= Genetically modified sugarcane =

A genetically modified sugarcane (GM sugarcane) is a sugarcane whose genetic material has been altered through genetic engineering techniques, conferring desirable traits such as insect resistance and tolerance to drought and herbicides. Brazil became the first country to approve the commercial cultivation of genetically modified sugarcane in 2017; the cane received genes that provide resistance to the sugarcane borer. In the 2022/23 harvest, the area cultivated with GM sugarcane in Brazil nearly doubled, reaching 70,000 hectares. Still, this number represents only a small fraction of the country's total sugarcane fields, which occupy approximately 8.3 million hectares. This technology has benefited farmers by providing greater profitability, yield, and reduced pesticide use.

There is a scientific consensus that currently available food derived from GM crops poses no greater risk to human health than conventional food, but that each GM food needs to be tested on a case-by-case basis before introduction. Nonetheless, members of the public are much less likely than scientists to perceive GM foods as safe. The legal and regulatory status of GM foods varies by country, with some nations banning or restricting them, and others permitting them with widely differing degrees of regulation.

Some countries import refined sugar derived from these genetically modified crops; the refined product is considered indistinguishable from conventional sugar.

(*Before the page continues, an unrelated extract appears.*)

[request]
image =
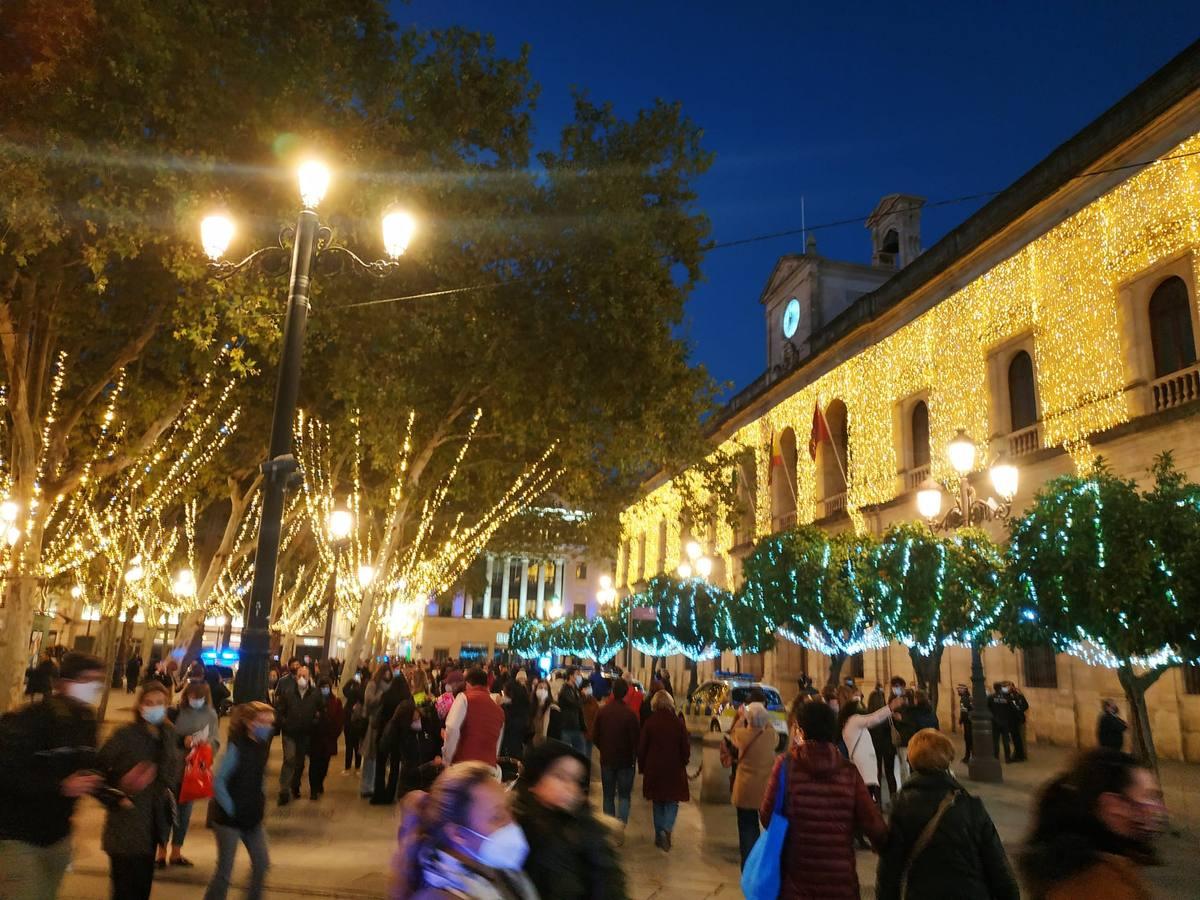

== Examples of transgenic sugarcane ==

=== Bt Sugarcane ===
Brazil was the first country to approve, in 2017, the commercialization of a genetically modified sugarcane, developed by the Centro de Tecnologia Canavieira (Sugarcane Technology Center) (CTC), registered as CTC20Bt. This variety received the cry1Ab gene, responsible for producing the toxin from the bacterium Bacillus thuringiensis (Bt)— already used in other genetically modified crops, such as soybean and maize/corn — conferring resistance to insects, especially the sugarcane borer. GM sugarcane varieties approved in Brazil include: CTC20Bt, CTC9001Bt, CTC9003Bt, CTC7515Bt, CTC579Bt, and CTC9005Bt. Although all these Bt varieties share the trait of resistance to the sugarcane borer, differences in productivity, harvest cycle, and adaptation to specific soil types allow producers to choose the best variety for their farms.

=== BtRR Sugarcane ===
BtRR sugarcane is a variety of sugarcane that combines two genetically modified traits: resistance to the sugarcane borer and tolerance to the herbicide glyphosate. The technology was developed in partnership between Embrapa and the startup PangeiaBiotech. The cane expresses a version of the enzyme 5-enolpyruvylshikimate-3-phosphate synthase (EPSPS), associated with the synthesis of the essential amino acids phenylalanine, tyrosine, and tryptophan, from the CP4 strain of the bacterium Agrobacterium tumefaciens, which is not inhibited by glyphosate, combined with a gene that produces two different Cry insecticidal proteins from the bacterium Bacillus thuringiensis. This variety has not yet received approval for commercial cultivation from Brazilian National Technical Biosafety Commission (CTNBio), although it has been authorized for field testing.

=== NXI Sugarcane ===

Indonesia approved a genetically modified sugarcane, known as NXI-4T, for food and cultivation, developed for drought resistance. This sugarcane was developed by PT Riset Perkebunan Nusantara (Nusantara Plantation Research) in cooperation with Jember University. The plant was modified using Agrobacterium tumefaciens and the plasmid pMHL2113. Agrobacterium transferred the betA gene from the bacterium Rhizobium meliloti, which is associated with the production of betaine, a substance that helps plants protect themselves from water stress.

=== CABB Sugarcane ===
In June 2024, Pakistan approved two genetically modified sugarcane varieties for commercial cultivation: one insect-resistant (CABB-IRS) and the other herbicide-tolerant (CABB-HTS). These varieties were developed by Professor Muhammad Sarwar Khan, Rector of Faisalabad University of Agriculture, and his team at the Center for Agricultural Biochemistry and Biotechnology. This is the first GM crop authorized for large-scale cultivation for food purposes in the country.